The potential disruption of the U.S. arms industry and the U.S. war effort by the company's shutdown has already caused concern in ruling circles. Ohio Democratic Congressman Tim Ryan, vice chairman of the House Defense Appropriations Subcommittee, issued an open letter to the CEOs of Collins and Raytheon on February 24 calling on them to end the lockout: "As a member of the Defense Subcommittee of the House Appropriations Committee, I am well aware of the critical role that Raytheon and its subsidiary, Collins Aerospace, play as part of the U.S. defense industrial base. In these uncertain times, it is more important than ever to have stable workforces at our major defense contractors.

Yet, faced with combative military industrial workers and the war, unions block or divert struggles. Not only at Raytheon, also the French unions call a strike at Dassault, but not only have they not called to fight against militarism by exerting pressure and blocking military production, instead they keep announcing the increase in military orders as something to be celebrated by the workers:

'We should smile, we are getting orders for Rafale aircraft for export, work is assured, but it does not benefit us', explains Yannick Duigou, elected representative of the CGT and secretary of the social and economic committee of the Dassault factory in Argenteuil (Val-d'Oise).

Although the media have been worrying about the effect of the strikes on military production - saying that workers are "dragging their feet" as orders increase - in reality the unions have ensured the pace of production is maintained.

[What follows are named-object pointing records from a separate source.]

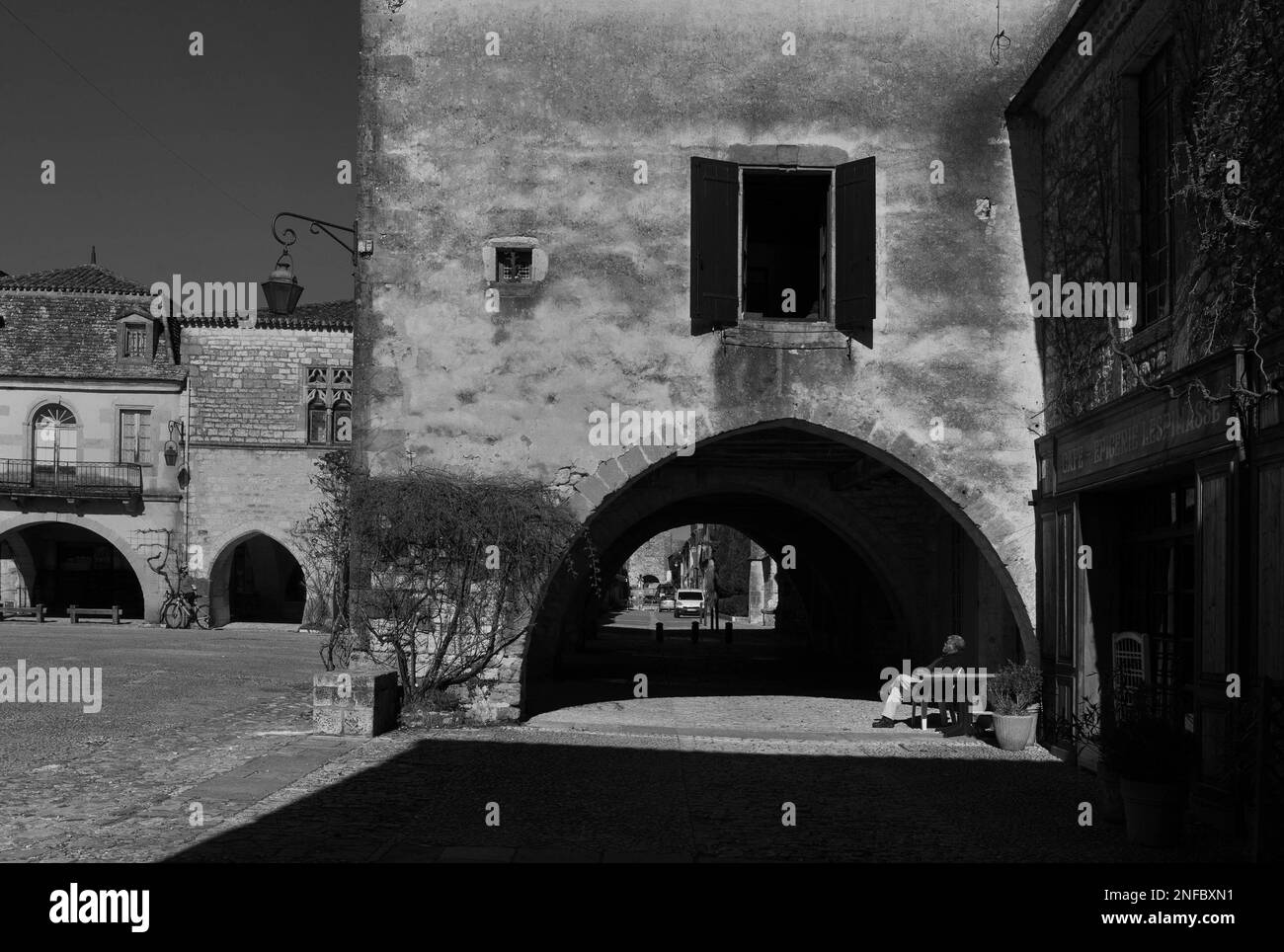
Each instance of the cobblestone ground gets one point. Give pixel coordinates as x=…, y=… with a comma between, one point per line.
x=582, y=796
x=630, y=780
x=179, y=708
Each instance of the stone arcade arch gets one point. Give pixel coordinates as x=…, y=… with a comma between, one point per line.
x=78, y=561
x=269, y=569
x=784, y=480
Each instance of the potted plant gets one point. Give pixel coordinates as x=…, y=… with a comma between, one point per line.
x=1010, y=691
x=1154, y=758
x=1083, y=730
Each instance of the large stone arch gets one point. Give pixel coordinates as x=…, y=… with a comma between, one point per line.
x=1008, y=549
x=153, y=591
x=624, y=490
x=219, y=567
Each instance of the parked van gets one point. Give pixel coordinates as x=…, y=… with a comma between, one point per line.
x=689, y=601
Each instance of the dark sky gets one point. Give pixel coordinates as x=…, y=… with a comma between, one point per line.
x=266, y=113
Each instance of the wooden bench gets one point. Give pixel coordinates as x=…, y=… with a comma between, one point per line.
x=76, y=613
x=964, y=719
x=33, y=611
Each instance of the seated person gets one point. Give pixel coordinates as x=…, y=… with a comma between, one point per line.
x=902, y=684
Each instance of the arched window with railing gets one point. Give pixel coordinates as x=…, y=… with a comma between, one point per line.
x=54, y=434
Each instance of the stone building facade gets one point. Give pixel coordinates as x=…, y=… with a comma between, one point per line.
x=269, y=397
x=90, y=382
x=1147, y=157
x=183, y=440
x=792, y=228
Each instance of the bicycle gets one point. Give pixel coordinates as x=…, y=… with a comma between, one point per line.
x=180, y=611
x=180, y=608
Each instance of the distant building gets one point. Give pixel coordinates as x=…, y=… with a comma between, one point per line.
x=90, y=386
x=127, y=437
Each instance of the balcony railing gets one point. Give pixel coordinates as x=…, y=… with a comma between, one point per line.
x=71, y=480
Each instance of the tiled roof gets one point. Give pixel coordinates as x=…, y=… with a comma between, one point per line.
x=75, y=337
x=84, y=278
x=322, y=316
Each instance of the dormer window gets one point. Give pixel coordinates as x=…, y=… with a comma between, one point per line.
x=135, y=338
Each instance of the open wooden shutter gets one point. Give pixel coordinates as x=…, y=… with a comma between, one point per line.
x=854, y=250
x=714, y=244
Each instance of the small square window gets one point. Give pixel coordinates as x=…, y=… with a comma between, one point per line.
x=513, y=263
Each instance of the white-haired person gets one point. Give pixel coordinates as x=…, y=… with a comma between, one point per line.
x=900, y=686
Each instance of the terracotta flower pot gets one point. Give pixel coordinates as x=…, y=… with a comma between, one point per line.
x=1034, y=725
x=1111, y=800
x=1155, y=813
x=1012, y=732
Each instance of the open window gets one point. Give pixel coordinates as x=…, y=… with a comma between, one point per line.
x=136, y=337
x=788, y=244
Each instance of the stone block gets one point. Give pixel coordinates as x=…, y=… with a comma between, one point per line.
x=328, y=720
x=361, y=702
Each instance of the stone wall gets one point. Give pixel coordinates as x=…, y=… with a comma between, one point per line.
x=249, y=459
x=543, y=140
x=248, y=385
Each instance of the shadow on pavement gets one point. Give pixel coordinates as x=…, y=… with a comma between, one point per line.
x=585, y=798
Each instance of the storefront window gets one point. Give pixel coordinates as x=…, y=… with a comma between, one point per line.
x=1159, y=592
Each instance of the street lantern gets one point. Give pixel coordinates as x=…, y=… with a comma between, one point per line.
x=282, y=288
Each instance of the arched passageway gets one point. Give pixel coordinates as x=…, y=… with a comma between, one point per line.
x=882, y=571
x=257, y=579
x=60, y=565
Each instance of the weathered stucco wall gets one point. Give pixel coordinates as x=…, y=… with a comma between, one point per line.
x=540, y=140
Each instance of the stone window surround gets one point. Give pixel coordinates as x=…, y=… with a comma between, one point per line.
x=332, y=395
x=522, y=287
x=119, y=411
x=135, y=320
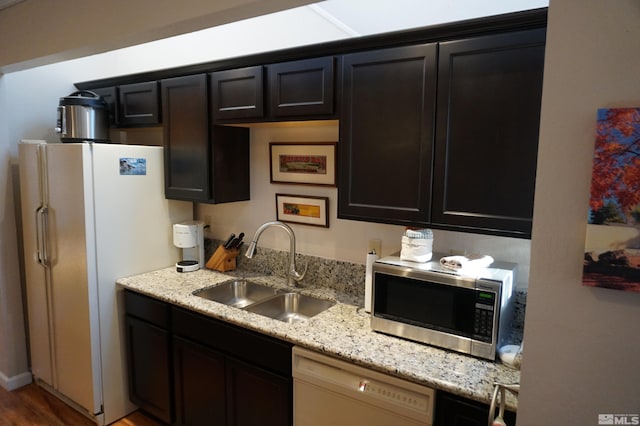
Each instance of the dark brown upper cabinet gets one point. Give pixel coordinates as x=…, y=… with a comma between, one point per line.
x=110, y=96
x=386, y=134
x=301, y=88
x=203, y=162
x=237, y=93
x=138, y=104
x=489, y=93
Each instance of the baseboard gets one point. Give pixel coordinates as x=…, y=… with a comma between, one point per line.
x=15, y=382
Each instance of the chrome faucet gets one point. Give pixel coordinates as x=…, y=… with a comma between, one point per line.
x=293, y=276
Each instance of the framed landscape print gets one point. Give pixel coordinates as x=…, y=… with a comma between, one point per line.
x=303, y=163
x=302, y=209
x=612, y=246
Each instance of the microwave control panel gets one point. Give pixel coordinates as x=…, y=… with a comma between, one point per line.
x=484, y=320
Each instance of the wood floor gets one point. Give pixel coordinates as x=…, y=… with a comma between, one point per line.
x=32, y=405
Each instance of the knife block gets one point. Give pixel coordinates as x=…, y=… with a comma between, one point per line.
x=223, y=259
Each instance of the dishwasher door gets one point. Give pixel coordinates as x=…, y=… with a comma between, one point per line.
x=327, y=391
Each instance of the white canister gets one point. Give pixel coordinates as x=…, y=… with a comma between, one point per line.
x=416, y=249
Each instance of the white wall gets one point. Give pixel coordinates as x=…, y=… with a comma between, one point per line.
x=582, y=344
x=34, y=32
x=13, y=356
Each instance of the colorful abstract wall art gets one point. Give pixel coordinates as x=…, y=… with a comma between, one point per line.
x=612, y=246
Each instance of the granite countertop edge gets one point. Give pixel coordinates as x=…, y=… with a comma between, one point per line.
x=342, y=331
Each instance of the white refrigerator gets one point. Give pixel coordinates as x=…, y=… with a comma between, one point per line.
x=91, y=213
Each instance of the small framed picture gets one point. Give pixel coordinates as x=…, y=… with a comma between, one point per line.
x=303, y=163
x=302, y=209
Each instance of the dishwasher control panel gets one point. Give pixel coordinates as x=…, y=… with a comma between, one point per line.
x=359, y=391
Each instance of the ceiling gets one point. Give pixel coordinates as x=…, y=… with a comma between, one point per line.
x=359, y=17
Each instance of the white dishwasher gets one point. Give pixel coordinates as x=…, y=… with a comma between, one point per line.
x=327, y=391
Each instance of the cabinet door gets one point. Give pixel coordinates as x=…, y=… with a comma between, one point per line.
x=199, y=384
x=386, y=135
x=186, y=137
x=455, y=410
x=148, y=353
x=257, y=397
x=110, y=96
x=237, y=93
x=489, y=92
x=138, y=104
x=301, y=88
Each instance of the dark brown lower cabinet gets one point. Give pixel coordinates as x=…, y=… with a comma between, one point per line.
x=148, y=353
x=257, y=397
x=199, y=384
x=452, y=410
x=188, y=369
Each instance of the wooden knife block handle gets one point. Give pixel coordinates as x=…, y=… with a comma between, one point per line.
x=223, y=259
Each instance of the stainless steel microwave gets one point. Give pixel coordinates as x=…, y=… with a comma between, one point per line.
x=465, y=311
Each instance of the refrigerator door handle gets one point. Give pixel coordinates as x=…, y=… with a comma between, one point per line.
x=41, y=236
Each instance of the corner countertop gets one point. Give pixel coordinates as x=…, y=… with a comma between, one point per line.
x=342, y=331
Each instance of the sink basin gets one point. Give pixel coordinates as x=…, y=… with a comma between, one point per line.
x=236, y=293
x=290, y=307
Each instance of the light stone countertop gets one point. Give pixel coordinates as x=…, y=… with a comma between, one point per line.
x=342, y=331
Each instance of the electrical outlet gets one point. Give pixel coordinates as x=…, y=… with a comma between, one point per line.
x=375, y=245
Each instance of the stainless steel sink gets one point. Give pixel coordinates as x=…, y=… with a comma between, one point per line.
x=237, y=293
x=290, y=307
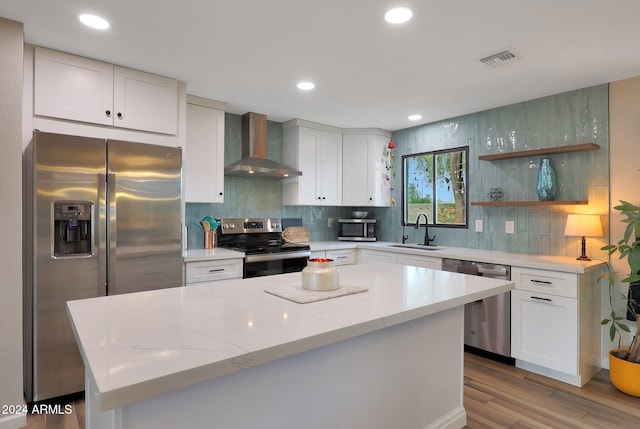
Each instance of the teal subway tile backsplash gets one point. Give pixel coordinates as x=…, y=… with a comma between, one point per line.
x=575, y=117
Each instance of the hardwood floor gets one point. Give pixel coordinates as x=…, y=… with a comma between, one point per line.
x=501, y=396
x=495, y=396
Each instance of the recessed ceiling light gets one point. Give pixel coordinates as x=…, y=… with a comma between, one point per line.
x=306, y=86
x=398, y=15
x=94, y=21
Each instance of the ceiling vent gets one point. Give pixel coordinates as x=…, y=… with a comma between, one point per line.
x=499, y=59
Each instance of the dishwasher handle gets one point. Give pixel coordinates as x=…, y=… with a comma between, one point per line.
x=493, y=271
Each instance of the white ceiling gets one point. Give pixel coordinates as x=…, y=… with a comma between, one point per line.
x=250, y=53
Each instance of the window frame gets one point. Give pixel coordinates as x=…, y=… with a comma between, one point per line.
x=432, y=215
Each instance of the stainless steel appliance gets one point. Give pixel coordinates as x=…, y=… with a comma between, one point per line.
x=487, y=322
x=103, y=217
x=357, y=229
x=261, y=241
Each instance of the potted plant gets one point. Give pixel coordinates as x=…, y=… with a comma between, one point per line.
x=624, y=365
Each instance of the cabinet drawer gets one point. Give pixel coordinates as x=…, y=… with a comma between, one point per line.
x=542, y=281
x=207, y=271
x=342, y=257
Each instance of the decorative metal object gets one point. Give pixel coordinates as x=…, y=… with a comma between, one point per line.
x=496, y=194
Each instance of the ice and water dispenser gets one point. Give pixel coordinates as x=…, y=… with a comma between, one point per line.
x=72, y=228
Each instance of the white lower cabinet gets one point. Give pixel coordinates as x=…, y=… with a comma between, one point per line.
x=206, y=271
x=420, y=261
x=555, y=323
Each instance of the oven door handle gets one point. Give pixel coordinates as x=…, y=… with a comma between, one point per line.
x=278, y=256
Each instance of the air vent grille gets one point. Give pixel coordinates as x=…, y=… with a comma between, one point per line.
x=500, y=58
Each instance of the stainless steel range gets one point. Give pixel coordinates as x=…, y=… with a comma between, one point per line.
x=261, y=241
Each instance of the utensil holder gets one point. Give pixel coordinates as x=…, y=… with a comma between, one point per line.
x=208, y=239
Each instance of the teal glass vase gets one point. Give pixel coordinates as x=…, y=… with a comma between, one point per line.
x=546, y=187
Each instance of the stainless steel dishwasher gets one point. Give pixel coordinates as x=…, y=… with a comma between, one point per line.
x=487, y=322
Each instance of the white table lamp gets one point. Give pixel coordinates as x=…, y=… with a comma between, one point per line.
x=583, y=225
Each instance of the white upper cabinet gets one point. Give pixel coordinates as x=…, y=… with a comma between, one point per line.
x=316, y=150
x=143, y=101
x=365, y=175
x=85, y=90
x=203, y=171
x=74, y=88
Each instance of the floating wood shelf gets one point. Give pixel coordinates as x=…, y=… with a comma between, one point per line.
x=528, y=203
x=537, y=152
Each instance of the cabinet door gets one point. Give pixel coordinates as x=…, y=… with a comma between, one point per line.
x=364, y=174
x=204, y=155
x=310, y=142
x=366, y=256
x=544, y=330
x=420, y=261
x=329, y=169
x=378, y=175
x=144, y=101
x=74, y=88
x=355, y=174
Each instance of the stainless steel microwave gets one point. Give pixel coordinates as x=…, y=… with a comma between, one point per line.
x=357, y=229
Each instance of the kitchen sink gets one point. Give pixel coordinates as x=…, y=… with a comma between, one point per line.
x=417, y=246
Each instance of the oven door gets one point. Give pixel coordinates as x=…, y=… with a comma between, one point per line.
x=274, y=263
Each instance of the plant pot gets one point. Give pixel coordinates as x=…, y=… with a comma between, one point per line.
x=624, y=374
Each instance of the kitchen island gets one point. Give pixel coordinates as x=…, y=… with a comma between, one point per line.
x=226, y=354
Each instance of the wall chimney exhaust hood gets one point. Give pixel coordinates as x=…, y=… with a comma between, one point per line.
x=254, y=162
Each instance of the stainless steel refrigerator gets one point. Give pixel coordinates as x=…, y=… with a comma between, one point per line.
x=104, y=218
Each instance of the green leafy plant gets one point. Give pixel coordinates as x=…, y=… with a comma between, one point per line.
x=628, y=248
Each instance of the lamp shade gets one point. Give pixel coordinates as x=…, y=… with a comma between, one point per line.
x=580, y=225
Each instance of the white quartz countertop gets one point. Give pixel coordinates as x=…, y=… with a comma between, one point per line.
x=139, y=345
x=543, y=262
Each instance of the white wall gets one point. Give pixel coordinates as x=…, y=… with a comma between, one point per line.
x=624, y=135
x=11, y=52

At the Mérignac plant - where the final assembly of fighter jets is done - planes go out as if no strike were taking place, lest company profits and war production suffer. And no matter how much the unions call for "mobilizations against the war", defensist parades in fact, they refuse to interrupt production or to question the policy of unbridled militarism to which the entire EU, with France at the helm, has plunged.